Bug 153594 - [wlan] netif/devd race
Summary: [wlan] netif/devd race
Status: Closed FIXED
Alias: None
Product: Base System
Classification: Unclassified
Component: wireless (show other bugs)
Version: 8.2-PRERELEASE
Hardware: Any Any
: Normal Affects Only Me
Assignee: freebsd-wireless (Nobody)
URL:
Keywords:
Depends on:
Blocks:
 
Reported: 2011-01-01 01:10 UTC by Raphael Kubo da Costa
Modified: 2019-01-27 11:19 UTC (History)
2 users (show)

See Also:


Attachments
devd-80211.diff (507 bytes, patch)
2011-01-17 20:27 UTC, Bernhard Schmidt
no flags Details | Diff

Note You need to log in before you can comment on or make changes to this bug.
Description Raphael Kubo da Costa 2011-01-01 01:10:12 UTC
My wireless network card is an Intel PRO/Wireless 5100, and I'm using the iwn driver.

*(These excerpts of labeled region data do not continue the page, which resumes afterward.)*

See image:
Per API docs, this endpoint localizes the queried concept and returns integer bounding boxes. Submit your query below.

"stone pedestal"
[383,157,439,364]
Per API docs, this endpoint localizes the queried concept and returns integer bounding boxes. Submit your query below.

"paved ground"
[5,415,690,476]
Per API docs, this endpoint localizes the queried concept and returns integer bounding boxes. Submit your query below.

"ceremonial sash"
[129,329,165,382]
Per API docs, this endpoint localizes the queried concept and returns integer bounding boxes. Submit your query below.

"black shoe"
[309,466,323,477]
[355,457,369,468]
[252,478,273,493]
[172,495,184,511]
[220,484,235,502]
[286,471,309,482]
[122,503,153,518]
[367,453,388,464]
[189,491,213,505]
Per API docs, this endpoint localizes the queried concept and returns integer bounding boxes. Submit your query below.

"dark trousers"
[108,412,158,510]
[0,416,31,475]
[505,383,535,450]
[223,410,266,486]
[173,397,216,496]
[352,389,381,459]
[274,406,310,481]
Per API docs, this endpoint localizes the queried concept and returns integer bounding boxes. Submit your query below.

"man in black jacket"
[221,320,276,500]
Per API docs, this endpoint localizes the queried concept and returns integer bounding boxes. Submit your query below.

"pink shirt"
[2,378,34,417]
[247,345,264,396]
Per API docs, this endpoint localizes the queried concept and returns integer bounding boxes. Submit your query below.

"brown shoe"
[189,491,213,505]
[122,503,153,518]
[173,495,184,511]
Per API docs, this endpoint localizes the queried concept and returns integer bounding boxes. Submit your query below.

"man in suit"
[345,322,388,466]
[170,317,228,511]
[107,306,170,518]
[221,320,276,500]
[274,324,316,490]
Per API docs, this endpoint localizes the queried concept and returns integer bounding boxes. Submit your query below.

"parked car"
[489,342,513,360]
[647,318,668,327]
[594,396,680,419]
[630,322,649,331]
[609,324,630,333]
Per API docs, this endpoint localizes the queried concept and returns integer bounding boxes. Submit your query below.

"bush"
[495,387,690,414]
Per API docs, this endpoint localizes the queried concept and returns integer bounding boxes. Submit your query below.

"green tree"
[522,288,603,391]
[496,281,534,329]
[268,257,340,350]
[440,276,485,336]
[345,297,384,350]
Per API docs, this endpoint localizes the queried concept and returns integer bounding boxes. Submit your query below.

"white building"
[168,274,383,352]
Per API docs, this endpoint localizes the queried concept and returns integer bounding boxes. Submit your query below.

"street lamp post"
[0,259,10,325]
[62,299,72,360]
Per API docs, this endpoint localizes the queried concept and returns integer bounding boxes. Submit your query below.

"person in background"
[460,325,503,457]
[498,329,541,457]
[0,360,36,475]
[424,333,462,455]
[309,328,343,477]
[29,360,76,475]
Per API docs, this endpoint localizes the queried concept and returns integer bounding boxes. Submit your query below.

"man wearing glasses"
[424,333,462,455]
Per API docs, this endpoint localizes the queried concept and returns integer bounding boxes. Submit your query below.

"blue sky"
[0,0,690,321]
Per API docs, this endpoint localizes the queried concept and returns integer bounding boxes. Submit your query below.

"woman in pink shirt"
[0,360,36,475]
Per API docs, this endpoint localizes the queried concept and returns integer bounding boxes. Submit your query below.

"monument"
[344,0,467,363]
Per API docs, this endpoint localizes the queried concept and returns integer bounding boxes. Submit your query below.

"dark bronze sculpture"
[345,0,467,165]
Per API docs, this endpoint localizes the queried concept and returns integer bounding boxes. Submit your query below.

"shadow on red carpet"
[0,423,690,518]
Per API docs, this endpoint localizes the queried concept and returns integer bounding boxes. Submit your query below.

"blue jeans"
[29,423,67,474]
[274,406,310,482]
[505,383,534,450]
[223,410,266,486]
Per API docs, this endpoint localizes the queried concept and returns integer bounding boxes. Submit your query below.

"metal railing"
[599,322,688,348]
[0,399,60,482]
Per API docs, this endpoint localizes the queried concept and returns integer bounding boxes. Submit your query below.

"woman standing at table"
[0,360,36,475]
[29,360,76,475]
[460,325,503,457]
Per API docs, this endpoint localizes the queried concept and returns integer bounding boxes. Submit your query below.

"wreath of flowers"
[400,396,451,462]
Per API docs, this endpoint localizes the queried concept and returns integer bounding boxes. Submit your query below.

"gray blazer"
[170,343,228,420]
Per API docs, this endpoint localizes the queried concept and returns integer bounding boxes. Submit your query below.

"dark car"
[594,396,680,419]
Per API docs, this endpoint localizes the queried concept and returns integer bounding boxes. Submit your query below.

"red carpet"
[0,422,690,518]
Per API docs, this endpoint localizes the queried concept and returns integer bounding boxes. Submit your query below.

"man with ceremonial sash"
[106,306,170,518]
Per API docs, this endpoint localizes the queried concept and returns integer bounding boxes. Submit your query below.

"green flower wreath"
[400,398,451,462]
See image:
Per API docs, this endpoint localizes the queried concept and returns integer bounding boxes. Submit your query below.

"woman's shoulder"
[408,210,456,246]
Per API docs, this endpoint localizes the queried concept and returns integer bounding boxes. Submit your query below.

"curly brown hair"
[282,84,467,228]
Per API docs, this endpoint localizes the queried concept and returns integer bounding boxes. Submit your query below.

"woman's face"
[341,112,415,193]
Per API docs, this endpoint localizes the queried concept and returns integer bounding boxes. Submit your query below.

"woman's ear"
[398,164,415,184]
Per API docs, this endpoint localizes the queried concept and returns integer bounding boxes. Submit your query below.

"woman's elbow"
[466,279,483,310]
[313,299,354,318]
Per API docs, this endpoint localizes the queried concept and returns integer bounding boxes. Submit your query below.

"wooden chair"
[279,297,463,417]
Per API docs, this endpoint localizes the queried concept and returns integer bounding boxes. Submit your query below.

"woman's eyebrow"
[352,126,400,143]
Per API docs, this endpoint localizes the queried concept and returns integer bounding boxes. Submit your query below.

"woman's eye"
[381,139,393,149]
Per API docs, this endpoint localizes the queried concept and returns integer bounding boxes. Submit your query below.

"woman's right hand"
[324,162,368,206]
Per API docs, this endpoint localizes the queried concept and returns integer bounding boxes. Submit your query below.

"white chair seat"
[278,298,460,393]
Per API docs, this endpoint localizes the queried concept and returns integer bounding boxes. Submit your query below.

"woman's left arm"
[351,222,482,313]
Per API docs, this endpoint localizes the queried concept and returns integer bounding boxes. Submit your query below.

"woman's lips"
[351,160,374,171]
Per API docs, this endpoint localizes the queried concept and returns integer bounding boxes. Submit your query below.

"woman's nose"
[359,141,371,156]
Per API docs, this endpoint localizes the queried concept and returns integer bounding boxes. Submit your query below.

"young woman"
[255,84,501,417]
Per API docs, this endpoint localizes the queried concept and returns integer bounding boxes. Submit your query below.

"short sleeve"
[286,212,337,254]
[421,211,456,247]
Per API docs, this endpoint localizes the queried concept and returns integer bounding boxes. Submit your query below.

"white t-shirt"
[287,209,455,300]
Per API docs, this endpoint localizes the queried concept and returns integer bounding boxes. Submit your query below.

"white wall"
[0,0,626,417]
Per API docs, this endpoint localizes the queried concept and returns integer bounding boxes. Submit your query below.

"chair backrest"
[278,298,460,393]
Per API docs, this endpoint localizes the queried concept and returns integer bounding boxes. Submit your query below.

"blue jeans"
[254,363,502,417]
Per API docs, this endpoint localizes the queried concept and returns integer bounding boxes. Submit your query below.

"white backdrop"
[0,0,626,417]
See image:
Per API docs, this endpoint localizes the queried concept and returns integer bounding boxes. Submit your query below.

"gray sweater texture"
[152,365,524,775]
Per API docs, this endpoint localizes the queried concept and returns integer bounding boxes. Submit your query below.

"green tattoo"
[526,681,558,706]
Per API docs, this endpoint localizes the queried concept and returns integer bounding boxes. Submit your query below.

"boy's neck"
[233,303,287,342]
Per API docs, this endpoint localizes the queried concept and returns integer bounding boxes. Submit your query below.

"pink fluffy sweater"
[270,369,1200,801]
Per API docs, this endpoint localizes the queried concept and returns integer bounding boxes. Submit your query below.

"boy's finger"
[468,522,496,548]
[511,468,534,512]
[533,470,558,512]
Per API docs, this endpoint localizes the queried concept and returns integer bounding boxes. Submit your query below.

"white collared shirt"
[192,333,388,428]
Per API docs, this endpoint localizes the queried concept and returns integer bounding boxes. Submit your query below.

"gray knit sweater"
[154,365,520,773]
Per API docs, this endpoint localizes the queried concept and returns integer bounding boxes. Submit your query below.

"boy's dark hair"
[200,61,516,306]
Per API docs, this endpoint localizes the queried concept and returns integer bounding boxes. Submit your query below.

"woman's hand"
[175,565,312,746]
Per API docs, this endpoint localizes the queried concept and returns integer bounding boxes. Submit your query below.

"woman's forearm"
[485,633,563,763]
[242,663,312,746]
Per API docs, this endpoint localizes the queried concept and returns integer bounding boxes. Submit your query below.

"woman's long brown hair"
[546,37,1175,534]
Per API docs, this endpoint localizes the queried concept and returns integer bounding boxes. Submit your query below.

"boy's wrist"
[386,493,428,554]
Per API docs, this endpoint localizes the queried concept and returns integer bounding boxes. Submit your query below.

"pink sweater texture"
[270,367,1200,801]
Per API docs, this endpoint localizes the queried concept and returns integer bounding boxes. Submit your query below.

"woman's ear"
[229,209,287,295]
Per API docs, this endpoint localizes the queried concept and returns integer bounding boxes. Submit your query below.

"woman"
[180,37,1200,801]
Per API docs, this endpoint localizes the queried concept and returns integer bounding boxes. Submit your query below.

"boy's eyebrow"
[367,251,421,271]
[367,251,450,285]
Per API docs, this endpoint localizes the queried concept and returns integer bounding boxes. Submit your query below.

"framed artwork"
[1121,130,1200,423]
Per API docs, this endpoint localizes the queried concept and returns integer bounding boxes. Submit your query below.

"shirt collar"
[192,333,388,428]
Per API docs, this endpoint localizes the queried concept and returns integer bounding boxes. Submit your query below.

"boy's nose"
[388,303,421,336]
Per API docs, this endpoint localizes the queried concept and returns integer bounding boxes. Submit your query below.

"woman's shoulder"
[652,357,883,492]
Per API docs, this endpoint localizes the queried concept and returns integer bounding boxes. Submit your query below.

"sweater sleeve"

/etc/rc.conf contains the following:
  wlans_iwn0="wlan0"
  ifconfig_wlan0="WPA SYNCDHCP"

And /etc/wpa_supplicat.conf has the appropriate settings for some access points.

When the system boots, the network is established correctly, but whenever I need to restart it via '/etc/rc.d/netif restart', when I ping my access point around 10 packets are sent before the network goes down and 'ifconfig wlan0' shows it is looking for different APs (or even the same AP in diverse channels, for example). When a connection is established to the AP again, it goes down after a few seconds again.

If I do '/etc/rc.d/netif restart' again, the connection stops dropping.

How-To-Repeat: /etc/rc.d/netif restart
Comment 1 Mark Linimon freebsd_committer freebsd_triage 2011-01-03 19:10:15 UTC
Responsible Changed
From-To: freebsd-bugs->freebsd-net

Over to maintainer(s).
Comment 2 Bernhard Schmidt freebsd_committer freebsd_triage 2011-01-03 19:59:38 UTC
State Changed
From-To: open->suspended

This is known issue. There is race in devd and our rc-subsystem if wpa_supplicant is involved effectivly resulting in starting wpa_supplicant twice. Both instances try to take over the wlan device which results in what you are seeing. 

I have no idea how to fix this right now, so this has to wait until I'm able to think of proper fix. 

As a workaround, don't use netif restart but kldunload if_iwn; kldload if_iwn instead. 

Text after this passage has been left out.